Data: 2013-12-18 15:53:43
Temat: Re: No wyszło szydło z worka
Od: FEniks <x...@p...fm>
Pokaż wszystkie nagłówki
W dniu 2013-12-18 12:30, Jakub A. Krzewicki pisze:
> Jako że mam skrzywienie socjaldarwinistyczne, to jestem za ściganiem
> świeżego syfu, ale nie takiego, na którym się coś ustateczni i od dawna
> życie quasi-normalne jest zbudowane. Jak ten związek dotrwał do
> pełnoletniości dziewczynyi dalej, to znaczy że zdał egzamin.
Nie wiadomo, jak się sprawa ma dzisiaj. Może dziewczyna do tej pory
cierpi za krzywdy wyrządzone w przeszłości. Najgorsze jest jednak to, że
ofiarom nadużyć w dzieciństwie bardzo trudno obecnie (po latach)
zgłaszać to komukolwiek, szukać świadków, więc cierpią w samotności i
bez świadomości nawet, że powinny walczyć. O siebie. Mało to takich
sytuacji? Nie chce mi się teraz szukać w necie, ale takich ludzi jest
sporo, wbrew pozorom.
> Dlatego nie zmuszaj Ikselki
Nie przesadzaj.
> bo grzebanie w zardzewiałej patologii to jak
> grzebanie w przyschniętym gównie - znowu zacznie śmierdzieć, a można się i
> pobrudzić. Na pewno opisane przez nią zajścia były szkodliwe w pewien sposób
> np. dla nowoczesności społeczeństwa, lecz po co cokolwiek prostować, kiedy
> nie było trwałej indywidualnej krzywdy...
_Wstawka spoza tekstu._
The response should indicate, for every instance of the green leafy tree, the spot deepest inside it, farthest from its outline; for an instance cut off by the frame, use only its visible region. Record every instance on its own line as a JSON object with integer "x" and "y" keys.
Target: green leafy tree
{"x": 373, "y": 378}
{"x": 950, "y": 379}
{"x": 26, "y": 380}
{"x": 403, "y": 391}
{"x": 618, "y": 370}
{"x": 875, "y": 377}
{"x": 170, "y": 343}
Wszystko zależy, czy ta dziewczyna tego potrzebuje. Wiadomo, że wbrew
jej woli robienie czegokolwiek nie ma sensu. Szkoda, że odpowiednie
osoby (w tym wychowawca szkolny) nie potrafiły nic zrobić w odpowiednim
czasie, wiedząc o wszystkim. Zamiatanie pod dywan, ręka rękę myje - to
najlepsze wtedy metody. Ale miejmy nadzieję, że odchodzą już do lamusa.